A financial black hole is sucking in central banks

Nothing can escape the gravitational pull of zero rates, and monetary policy will soon swing back to it
In physics, escape velocity is the velocity needed to escape the gravity of a planet.” This 2014 comment was made by the then Governor of the Bank of England. Mark Carney argued that ultra-easy money would kick the economy out of its stupor Post-crisis It didn’t happen As his successor, Andrew Bailey, is discovering, zero-rate policy is more like a black hole, a monstrous dead star whose gravitational pull is so powerful that nothing can escape its grasp.
Central banks want to lower inflation by returning rates to normal levels. The Bank of England’s rate of 2.25% is just over a third of its average post-war level. Despite rising sharply this year, to around 4.5%, 10-year debt yields are still more than 5 percentage points below inflation. But the British economy and financial system are beginning to falter. To see why, consider the exposure of households, governments and companies.
The British like to complain about how super expensive houses are. The reality is that mortgage costs in recent years have been extremely low. Home buyers responded to the availability of cheap loans by taking on more debt. Thus, the average mortgage has grown to 3.4 times the average income, compared to 1.5 times in the early eighties, according to housing analyst Neal Hudson.
This was tolerable with 2021 mortgage rates at 2%. But it has left many homeowners extremely vulnerable to higher rates. Earlier this month, the cost of a two-year fixed-rate mortgage shot up to 6%. 1.5 million of these loans will reset to the higher rate in the next 12 months. To restore affordability, home prices may have to fall by more than a third, Hudson estimates.

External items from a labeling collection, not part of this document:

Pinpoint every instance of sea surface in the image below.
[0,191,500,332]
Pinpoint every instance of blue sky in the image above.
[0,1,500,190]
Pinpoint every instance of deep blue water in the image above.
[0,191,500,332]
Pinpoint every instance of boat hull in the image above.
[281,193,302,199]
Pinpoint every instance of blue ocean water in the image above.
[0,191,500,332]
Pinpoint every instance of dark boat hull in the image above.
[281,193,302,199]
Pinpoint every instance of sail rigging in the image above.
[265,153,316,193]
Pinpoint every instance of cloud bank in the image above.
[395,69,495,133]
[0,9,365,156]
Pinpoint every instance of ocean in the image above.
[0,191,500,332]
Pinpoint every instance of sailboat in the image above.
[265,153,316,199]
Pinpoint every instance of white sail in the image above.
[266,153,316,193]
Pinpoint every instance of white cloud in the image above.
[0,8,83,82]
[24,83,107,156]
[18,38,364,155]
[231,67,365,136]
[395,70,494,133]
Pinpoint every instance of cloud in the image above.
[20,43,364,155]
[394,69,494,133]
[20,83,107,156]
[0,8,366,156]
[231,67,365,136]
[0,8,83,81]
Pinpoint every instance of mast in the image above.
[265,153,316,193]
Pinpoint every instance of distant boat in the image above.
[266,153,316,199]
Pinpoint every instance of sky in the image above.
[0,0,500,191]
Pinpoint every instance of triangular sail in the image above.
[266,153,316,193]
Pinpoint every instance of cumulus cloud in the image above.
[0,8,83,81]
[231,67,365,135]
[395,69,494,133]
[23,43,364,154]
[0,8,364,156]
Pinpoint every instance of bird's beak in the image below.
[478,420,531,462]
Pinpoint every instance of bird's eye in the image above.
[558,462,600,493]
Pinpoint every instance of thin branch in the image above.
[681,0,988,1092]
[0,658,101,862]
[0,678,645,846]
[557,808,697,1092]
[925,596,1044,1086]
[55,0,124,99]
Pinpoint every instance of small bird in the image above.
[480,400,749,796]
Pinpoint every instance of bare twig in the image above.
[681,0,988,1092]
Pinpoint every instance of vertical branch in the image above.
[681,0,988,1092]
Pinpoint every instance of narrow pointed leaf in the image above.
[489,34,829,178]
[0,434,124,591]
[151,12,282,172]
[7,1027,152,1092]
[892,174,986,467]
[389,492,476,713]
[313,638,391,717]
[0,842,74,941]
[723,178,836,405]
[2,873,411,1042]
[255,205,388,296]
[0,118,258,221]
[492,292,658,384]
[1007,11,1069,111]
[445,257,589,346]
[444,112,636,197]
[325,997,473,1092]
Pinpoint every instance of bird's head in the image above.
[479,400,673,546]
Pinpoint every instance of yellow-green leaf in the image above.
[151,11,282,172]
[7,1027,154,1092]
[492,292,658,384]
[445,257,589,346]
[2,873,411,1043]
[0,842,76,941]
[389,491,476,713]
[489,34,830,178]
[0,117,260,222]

The Government is in a similar situation. The lockdowns produced the largest peacetime fiscal deficits ever seen. The state financed the deficit with the lowest borrowing costs since the opening of the Bank of England in 1694. Since 2007, the British national debt has gone from 34% to 95% of GDP. But government debt service payments as a proportion of tax revenue have fallen by almost half. In 2021, the State paid 1.1% for its loans, compared to the 5.8% it paid before the 2008 crisis.
The Bank of England lent a hand. He not only cut his rate to almost zero: he also bought large amounts of public debt. He still owns 840,000 million pounds (970,000 million euros). Bond yields fell, lowering the cost of new debt. The Bank also remitted to the Treasury the interest payments it received on its bond holdings, charging just 10 basis points in 2021 for its huge loan to the government.
Central banks tend to view quantitative easing as a monetary operation. But from the financial point of view it means exchanging debt at a fixed rate for another at a variable rate. According to a 2021 House of Lords report, Bank of England security purchases reduced the average effective maturity profile of government debt from nearly 15 years in 2007 to just over 10 years. So the government’s fiscal position is more exposed to rate fluctuations. “Lower short-term rates are more quickly reflected in government borrowing costs,” concluded the Lords’ committee, whose members include former central banker Mervyn King.
The UK Office for Budget Responsibility estimated in 2021 that a one point rise in rates would raise the cost of servicing public debt by almost 1% of GDP. If the government borrowed at its average historical rate of 6%, debt servicing costs would consume 16% of tax revenue, more than five times last year’s level.
Corporate debt has also risen sharply around the world. While the level of debt of UK non-financial companies (relative to GDP) fell slightly after 2008, those in the US have gone on a lending binge. Business credit there exceeds 80% of GDP, 15 points more than in 2008, according to the Bank for International Settlements. But its debt service costs have fallen.
The quality of US corporate debt has also deteriorated sharply. Half of investment-grade corporate debt now has a triple B rating, just one notch above junk. In 2021, private equity closed deals for more than a trillion dollars, while acquisitions of US listed companies reached a record profit multiple, according to Bain. The purchases are financed in part by leveraged loans whose interest payments are linked to short-term rates.
Until recently, investors had an almost limitless appetite for this type of debt. Low, risk-free rates drove savings out of banks and into credit markets, where returns were higher. Since 2007, US credit funds have enjoyed nearly 3 trillion inflows. Unexpected monetary tightening and the prospect of a recession pose a challenge for these funds, especially those that have to shed assets when investors pull out. “Liquidity tends to be high when there are a lot of buyers, but not so much when there are a lot of sellers, especially in credit,” says investment strategist Gerard Minack, who fears volatility will rise as corporate defaults grow. . The recent turmoil in gilts prompted several UK property funds to restrict redemptions to investors.
After 2008, developed economies never reached the escape velocity necessary for central banks to normalize monetary policy. It is now clear that rates cannot be returned to their historical standards without house prices plummeting, government finances undermined and credit markets roiled. The Bank of England has not only failed to raise rates in line with inflation, but has repeatedly intervened to prop up markets. As a financial black hole opens, central banks will be forced to stop tightening rates. The long-awaited turnaround for investors is near.